25 Février 2012 , Rédigé par djeanpi Publié dans #le maitre des voix

Baruch dormait encore quand Rahéla se glissa au dehors. Le vent était tombé lui aussi. Le long de la plage elle croisa des patrouilles qui la saluèrent. Un navire de commerce s’était échoué comme d’habitude. Avec la barrière de corail qui effleurait à peine il y avait de quoi faire pour les  naufrageurs. Tant pis pour les quelques barges qui finissaient sur la plage à moitié éventrées. Les naufrageurs se faisaient alors charognards

Il en courrait des légendes sur leur compte, légendes qu’ils enjolivaient eux mêmes et que le soleil noir enflait à son tour pensant les discréditer aux yeux du peuple. Les rumeurs les plus folles ne faisaient que renforcer chaque jour davantage la peur que les naufrageurs  inspiraient. Les rumeurs n’étaient pas toutes infondées. Je puis vous garantir pour les avoir côtoyés que ces gaillards là avaient des gueules à faire peur. Quand on les voyait se faufiler le long des falaises ou disparaître dans les forêts sombres, les naufrageurs  pouvaient inspirer la crainte. Quand on approchait de trop près les lames acérées de leurs épées et de leurs sabres, il valait mieux s’éloigner. Quand à la limite de leur misérable royaume, on voyait ça et là les « kernes de la mort », le spectacle de ces crânes transpercés faisait frissonner le meilleur des soldats. Et puis, il fallait compter avec cette odeur de chair en lambeaux.

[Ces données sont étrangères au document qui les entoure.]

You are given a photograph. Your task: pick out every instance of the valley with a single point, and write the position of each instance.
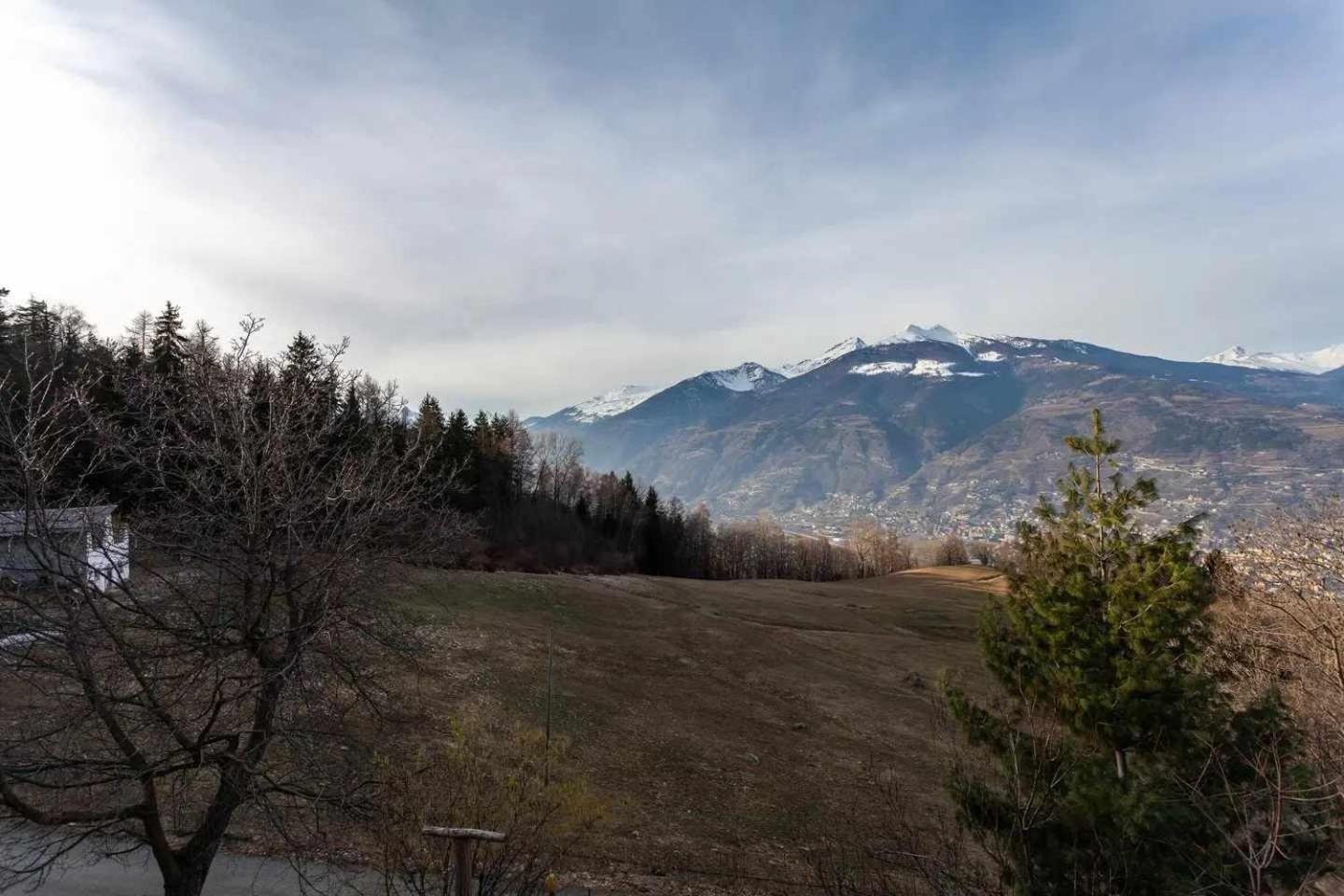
(934, 431)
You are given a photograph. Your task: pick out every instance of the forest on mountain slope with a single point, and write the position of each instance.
(530, 501)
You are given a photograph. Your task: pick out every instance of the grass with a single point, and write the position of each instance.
(726, 721)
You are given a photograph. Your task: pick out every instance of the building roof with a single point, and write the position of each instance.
(54, 520)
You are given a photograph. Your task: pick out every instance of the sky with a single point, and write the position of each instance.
(521, 204)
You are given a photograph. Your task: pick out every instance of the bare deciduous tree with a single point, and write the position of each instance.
(1282, 609)
(879, 551)
(950, 551)
(222, 675)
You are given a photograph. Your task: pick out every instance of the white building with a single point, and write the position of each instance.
(70, 544)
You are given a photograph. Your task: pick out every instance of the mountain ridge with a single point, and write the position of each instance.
(965, 431)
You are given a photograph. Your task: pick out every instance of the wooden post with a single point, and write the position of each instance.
(464, 849)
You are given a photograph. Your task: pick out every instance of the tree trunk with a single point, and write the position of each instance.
(189, 881)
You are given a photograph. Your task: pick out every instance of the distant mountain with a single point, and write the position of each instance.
(617, 400)
(933, 430)
(839, 349)
(935, 333)
(1317, 361)
(746, 378)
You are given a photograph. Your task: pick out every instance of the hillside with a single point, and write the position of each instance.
(935, 434)
(722, 719)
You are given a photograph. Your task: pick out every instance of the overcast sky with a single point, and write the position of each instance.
(519, 204)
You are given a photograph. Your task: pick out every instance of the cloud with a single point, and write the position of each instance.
(521, 205)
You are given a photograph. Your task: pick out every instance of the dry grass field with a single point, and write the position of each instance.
(727, 723)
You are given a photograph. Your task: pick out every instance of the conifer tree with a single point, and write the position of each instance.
(168, 345)
(1108, 621)
(1099, 778)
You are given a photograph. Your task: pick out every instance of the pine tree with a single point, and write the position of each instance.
(301, 364)
(5, 317)
(1101, 749)
(1105, 620)
(651, 531)
(168, 345)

Et pourtant, il n’y avait là que connaissance du pays et des chemins secrets, goût de la mise en scène, armes d’un autre âge. Quand aux « kernes de la mort » qui terrifiaient de moins en moins les soldats de l’impérator, ils étaient le résultat d’un art du maquillage digne des plus grands. Tous les jours, au campement, on fabriquait une mixture dont « la mère » avait seule, le secret. Une mixture que l’on répandait ensuite sur les restes des soldats ennemis qu’on avait pu entreposer dans une des cavernes. La plus profonde et la plus froide. Le tour était joué. Il suffisait alors de traîner ces pauvres bougres raidis par le froid et de les disposer de telle façon à ce qu’ils se figent dans des postures d’épouvante. Les plus aguerris des naufrageurs n’hésitaient pas à leur ouvrir la bouche, à leur casser ici ou là quelques dents, à rider davantage la peau encore un peu raide et que la mixture de la mère rendait malléable. Du moins le temps de les installer. Passées quelques minutes, il était alors impossible de les toucher sans qu’ils tombent en poussière.

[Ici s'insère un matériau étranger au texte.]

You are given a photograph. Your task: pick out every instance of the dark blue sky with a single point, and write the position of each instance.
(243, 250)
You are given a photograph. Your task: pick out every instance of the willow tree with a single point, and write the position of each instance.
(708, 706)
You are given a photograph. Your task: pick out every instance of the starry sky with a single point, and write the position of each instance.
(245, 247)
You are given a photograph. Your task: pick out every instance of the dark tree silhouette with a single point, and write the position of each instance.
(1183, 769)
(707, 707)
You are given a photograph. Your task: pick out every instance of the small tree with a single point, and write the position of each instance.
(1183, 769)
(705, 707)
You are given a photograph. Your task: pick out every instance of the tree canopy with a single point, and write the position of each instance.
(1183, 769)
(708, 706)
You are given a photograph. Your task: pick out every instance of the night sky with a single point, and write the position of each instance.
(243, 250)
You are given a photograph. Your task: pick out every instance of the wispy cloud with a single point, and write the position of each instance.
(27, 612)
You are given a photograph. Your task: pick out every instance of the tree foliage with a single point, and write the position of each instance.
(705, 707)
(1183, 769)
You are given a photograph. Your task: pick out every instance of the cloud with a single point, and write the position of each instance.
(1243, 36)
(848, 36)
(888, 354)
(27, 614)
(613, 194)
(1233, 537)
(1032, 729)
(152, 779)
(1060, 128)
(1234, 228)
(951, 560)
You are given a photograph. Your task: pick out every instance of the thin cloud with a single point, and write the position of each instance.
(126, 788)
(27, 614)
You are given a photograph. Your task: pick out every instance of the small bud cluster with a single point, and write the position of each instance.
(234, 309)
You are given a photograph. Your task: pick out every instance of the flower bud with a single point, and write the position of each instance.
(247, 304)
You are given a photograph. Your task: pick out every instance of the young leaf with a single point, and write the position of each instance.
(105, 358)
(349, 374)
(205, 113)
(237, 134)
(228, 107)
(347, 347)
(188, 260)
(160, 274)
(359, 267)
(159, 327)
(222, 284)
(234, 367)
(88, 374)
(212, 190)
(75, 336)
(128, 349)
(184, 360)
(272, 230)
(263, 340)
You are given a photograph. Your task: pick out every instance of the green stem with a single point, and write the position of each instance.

Quand le commandement des naufrageurs lui en laissait le loisir, « la mère » aimait à se tenir à l’écart, tout en haut des falaises du « ventre des abîmes ». Elle se mettait alors à ce qui lui servait de bureau : une grosse planche rugueuse, comme elle. Depuis peu, elle s’était mise en tête de raconter l’histoire de son peuple. Dans le dernier pillage on avait trouvé livres et feuillets. Après avoir échauffé ses mains froides, elle trempa la plume dans l’encre noire.

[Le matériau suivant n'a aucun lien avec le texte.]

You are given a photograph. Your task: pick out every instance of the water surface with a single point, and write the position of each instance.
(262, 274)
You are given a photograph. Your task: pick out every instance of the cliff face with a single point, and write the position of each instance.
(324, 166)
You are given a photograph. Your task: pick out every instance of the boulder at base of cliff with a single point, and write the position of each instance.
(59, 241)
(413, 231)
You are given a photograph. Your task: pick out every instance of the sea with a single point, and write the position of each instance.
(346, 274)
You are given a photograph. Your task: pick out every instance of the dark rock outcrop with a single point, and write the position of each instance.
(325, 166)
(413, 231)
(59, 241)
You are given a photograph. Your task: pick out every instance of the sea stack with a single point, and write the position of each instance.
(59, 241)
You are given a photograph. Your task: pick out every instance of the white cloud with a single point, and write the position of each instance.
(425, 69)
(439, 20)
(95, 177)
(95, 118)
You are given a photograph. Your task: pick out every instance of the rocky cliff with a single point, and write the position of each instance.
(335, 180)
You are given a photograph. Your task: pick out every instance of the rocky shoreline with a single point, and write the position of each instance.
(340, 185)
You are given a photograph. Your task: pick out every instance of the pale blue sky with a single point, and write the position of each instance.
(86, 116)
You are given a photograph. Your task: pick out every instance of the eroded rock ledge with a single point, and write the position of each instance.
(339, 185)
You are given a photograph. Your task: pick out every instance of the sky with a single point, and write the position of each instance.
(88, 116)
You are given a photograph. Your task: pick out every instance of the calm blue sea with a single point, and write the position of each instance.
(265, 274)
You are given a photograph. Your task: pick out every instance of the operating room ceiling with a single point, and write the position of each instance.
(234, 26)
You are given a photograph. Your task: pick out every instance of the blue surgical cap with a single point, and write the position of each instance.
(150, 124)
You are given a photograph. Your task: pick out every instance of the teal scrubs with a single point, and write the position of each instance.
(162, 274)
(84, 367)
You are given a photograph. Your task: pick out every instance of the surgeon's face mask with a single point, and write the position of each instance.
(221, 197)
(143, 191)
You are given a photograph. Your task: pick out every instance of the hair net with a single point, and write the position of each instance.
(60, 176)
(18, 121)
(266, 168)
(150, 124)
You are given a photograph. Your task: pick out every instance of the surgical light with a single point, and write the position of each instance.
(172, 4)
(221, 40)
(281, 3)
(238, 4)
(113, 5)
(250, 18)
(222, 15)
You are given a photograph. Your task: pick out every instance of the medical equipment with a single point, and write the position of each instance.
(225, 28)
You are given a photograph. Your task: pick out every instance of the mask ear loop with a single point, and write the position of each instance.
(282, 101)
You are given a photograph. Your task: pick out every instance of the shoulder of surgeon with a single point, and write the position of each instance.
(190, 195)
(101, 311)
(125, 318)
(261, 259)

« Les naufrageurs ! On nous appelle ainsi mais c’est nous qui sommes naufragés….

La mère semblait satisfaite de son entame. La plume traîna un peu dans le vide. Perdue dans ses pensées elle n’avait pas vu Rahéla s’asseoir derrière elle :

-          Qu’est ce que tu fous là ?

-          Si tu savais ce que je viens de voir en revenant au camp.

-          Qu’y a-t-il encore ?

-          Une boule de feu, j’te jure

« La mère » referma à regret son livre, enfila ses longs gants de cuir noir. Chacun sut alors que l’on allait partir.